(Photo by Norbert Untersteiner, 1957)
(September 18, 2015) Yale University scientists have answered a 40-year-old question about Arctic ice thickness by treating the ice floes of the frozen seas like colliding molecules in a fluid or gas.
Although today’s highly precise satellites do a fine job of measuring the area of sea ice, measuring the volume has always been a tricky business. The volume is reflected through the distribution of sea ice thickness — which is subject to a number of complex processes, such as growth, melting, ridging, rafting, and the formation of open water.

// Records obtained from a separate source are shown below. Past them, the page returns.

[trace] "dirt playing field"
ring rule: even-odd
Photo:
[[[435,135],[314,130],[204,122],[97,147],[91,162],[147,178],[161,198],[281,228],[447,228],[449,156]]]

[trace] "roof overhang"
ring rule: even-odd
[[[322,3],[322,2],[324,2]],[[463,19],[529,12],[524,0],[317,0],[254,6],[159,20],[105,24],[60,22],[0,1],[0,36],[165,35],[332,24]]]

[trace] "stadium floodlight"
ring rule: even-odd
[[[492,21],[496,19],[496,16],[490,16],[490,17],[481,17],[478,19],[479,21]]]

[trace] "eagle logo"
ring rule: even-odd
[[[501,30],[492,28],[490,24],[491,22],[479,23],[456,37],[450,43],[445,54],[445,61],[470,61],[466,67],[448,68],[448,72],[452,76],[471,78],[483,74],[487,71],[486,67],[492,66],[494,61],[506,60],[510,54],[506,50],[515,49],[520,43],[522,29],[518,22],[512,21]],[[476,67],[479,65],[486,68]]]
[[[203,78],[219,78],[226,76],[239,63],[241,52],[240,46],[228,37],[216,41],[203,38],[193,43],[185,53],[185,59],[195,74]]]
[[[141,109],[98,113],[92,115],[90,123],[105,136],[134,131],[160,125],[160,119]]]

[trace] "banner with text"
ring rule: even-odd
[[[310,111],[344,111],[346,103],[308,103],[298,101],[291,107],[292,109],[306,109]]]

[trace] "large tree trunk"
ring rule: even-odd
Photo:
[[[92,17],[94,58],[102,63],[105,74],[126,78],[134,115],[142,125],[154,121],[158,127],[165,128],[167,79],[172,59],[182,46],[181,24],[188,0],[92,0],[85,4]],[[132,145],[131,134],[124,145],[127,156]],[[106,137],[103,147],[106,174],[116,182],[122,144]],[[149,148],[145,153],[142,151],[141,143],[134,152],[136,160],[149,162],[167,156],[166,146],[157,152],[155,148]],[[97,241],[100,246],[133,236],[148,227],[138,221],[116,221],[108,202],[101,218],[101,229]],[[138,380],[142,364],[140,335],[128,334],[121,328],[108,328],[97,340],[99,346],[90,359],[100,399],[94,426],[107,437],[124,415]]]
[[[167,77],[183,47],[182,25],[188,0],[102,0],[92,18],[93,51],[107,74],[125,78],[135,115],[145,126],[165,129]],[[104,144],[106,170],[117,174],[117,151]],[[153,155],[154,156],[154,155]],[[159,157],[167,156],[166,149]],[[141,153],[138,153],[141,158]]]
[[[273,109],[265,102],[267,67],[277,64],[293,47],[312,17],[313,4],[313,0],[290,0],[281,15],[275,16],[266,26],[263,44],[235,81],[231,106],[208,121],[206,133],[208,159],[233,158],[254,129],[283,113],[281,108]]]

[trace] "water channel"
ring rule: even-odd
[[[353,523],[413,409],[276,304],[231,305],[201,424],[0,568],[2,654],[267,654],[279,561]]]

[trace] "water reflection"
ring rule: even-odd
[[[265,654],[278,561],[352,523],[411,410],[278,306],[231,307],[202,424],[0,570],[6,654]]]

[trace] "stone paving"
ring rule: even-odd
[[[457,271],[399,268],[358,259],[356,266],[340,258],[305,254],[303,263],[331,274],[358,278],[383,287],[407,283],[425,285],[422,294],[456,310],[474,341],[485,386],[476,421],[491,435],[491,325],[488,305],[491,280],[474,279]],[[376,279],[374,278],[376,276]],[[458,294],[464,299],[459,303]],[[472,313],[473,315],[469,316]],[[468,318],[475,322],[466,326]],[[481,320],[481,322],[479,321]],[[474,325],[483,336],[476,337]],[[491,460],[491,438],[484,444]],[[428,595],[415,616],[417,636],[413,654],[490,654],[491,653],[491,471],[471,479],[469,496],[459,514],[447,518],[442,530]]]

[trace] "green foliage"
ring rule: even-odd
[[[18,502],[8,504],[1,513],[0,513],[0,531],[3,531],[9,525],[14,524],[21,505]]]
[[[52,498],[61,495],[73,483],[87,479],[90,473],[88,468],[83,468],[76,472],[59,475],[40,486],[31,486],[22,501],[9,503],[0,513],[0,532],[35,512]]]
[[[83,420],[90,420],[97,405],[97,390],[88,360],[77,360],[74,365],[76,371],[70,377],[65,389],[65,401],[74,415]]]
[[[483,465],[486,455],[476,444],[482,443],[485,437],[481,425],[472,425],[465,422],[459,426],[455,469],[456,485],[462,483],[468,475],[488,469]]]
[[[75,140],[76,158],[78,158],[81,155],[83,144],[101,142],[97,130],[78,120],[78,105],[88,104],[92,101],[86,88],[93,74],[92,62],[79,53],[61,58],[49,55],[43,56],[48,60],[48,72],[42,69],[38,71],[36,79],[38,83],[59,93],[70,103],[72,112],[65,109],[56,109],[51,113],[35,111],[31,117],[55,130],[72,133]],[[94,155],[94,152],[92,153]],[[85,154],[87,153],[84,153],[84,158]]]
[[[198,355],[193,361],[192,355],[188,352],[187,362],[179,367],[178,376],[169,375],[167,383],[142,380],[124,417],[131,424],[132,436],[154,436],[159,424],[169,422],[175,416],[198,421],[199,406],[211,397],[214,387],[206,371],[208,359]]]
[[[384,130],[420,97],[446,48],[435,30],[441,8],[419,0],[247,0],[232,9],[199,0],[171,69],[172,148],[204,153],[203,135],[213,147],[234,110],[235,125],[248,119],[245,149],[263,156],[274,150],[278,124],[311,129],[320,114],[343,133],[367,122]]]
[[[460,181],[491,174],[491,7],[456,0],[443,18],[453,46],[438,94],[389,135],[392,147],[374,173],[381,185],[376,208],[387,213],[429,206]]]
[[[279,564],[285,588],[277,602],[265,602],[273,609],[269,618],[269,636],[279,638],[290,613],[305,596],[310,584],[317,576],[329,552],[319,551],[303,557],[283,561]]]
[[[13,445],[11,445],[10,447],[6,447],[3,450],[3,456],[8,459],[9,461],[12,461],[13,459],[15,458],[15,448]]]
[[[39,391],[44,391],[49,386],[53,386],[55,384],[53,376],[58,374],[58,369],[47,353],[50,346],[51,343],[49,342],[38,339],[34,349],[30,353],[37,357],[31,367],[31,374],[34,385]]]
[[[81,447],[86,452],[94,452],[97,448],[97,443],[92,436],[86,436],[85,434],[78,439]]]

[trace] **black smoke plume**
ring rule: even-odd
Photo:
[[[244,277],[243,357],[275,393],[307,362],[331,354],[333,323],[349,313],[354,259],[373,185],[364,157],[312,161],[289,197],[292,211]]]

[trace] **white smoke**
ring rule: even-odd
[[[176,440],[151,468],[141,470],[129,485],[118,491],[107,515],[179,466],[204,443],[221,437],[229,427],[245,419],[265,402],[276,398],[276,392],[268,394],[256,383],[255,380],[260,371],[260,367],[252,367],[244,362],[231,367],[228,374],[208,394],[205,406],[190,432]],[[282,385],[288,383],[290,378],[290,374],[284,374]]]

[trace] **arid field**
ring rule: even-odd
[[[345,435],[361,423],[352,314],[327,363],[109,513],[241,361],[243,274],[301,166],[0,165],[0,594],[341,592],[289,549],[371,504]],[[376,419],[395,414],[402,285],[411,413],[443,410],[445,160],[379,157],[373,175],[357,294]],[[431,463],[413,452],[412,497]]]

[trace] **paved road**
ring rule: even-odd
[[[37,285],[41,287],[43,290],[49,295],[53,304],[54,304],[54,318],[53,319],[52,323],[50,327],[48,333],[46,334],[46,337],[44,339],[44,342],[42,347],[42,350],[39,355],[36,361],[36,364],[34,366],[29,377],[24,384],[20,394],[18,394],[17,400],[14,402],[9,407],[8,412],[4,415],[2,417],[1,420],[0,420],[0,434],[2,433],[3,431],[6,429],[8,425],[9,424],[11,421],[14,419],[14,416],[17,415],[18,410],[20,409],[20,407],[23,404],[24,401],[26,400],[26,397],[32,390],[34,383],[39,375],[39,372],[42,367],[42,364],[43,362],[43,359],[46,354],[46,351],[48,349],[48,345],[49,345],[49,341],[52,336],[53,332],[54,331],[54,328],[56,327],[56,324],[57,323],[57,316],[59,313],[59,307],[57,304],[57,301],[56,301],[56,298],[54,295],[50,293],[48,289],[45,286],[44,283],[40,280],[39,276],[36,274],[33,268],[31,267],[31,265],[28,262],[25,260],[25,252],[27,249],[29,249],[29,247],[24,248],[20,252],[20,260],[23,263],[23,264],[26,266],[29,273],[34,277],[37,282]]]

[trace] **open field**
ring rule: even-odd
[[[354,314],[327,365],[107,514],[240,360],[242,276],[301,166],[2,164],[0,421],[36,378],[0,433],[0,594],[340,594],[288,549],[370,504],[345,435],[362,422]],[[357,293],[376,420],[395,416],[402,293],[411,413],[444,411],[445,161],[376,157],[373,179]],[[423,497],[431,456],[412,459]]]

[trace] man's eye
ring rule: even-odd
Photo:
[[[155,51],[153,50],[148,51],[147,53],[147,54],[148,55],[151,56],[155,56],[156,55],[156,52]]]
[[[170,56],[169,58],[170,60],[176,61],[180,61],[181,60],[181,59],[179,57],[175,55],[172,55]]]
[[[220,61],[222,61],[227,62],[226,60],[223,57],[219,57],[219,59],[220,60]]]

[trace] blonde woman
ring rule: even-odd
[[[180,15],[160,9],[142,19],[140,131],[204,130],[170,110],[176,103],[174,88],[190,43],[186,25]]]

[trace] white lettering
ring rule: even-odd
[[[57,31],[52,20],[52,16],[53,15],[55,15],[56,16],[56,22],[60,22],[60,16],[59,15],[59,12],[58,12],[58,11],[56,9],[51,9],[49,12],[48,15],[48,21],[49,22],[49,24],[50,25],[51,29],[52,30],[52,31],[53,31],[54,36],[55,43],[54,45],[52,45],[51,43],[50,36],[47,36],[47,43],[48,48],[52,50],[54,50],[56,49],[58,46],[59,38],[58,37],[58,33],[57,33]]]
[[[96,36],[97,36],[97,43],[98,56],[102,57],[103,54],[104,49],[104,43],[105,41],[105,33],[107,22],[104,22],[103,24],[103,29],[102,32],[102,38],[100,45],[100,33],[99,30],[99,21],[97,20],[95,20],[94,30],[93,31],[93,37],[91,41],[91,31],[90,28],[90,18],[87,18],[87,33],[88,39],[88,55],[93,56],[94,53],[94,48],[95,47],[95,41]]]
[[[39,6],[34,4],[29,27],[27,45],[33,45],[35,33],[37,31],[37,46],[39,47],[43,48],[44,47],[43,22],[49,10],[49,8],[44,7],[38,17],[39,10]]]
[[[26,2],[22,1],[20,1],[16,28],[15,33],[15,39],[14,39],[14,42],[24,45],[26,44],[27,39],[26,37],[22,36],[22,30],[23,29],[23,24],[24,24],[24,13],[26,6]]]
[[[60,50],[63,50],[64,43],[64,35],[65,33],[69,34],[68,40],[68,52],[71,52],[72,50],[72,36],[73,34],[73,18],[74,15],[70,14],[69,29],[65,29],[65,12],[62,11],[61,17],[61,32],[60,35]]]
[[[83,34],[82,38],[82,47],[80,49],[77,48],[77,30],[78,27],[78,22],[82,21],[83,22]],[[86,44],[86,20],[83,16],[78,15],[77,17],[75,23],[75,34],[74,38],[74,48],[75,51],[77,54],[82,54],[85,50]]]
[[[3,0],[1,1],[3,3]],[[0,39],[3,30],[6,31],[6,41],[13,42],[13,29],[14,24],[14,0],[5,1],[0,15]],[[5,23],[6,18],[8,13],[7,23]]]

For decades, scientists have been guided by a 1975 theory (by Thorndike et al.) that could not be completely tested, due to the unwieldy nature of sea ice thickness distribution. The theory relied upon a term that could not be related to the others, which represented the mechanical redistribution of ice thickness. As a result, the complete theory could not be mathematically tested.
Enter Yale professor John Wettlaufer, inspired by the staff and students at the Geophysical Fluid Dynamics Summer Study Program at the Woods Hole Oceanographic Institution, in Massachusetts. Over the course of the summer, Wettlaufer and Yale graduate student Srikanth Toppaladoddi developed and articulated a new way of thinking about the space-time evolution of sea ice thickness.
The resulting paper appears in the Sept. 17 edition of the journal Physical Review Letters.
“The Arctic is a bellwether of the global climate, which is our focus. What we have done in our paper is to translate concepts used in the microscopic world into terms appropriate to this problem essential to climate,” said Wettlaufer, who is the A.M. Bateman Professor of Geophysics, Mathematics and Physics at Yale.
Wettlaufer and co-author Toppaladoddi recast the old theory into an equation similar to a Fokker-Planck equation, a partial differential equation used in statistical mechanics to predict the probability of finding microscopic particles in a given position under the influence of random forces. By doing this, the equation could capture the dynamic and thermodynamic forces at work within polar sea ice.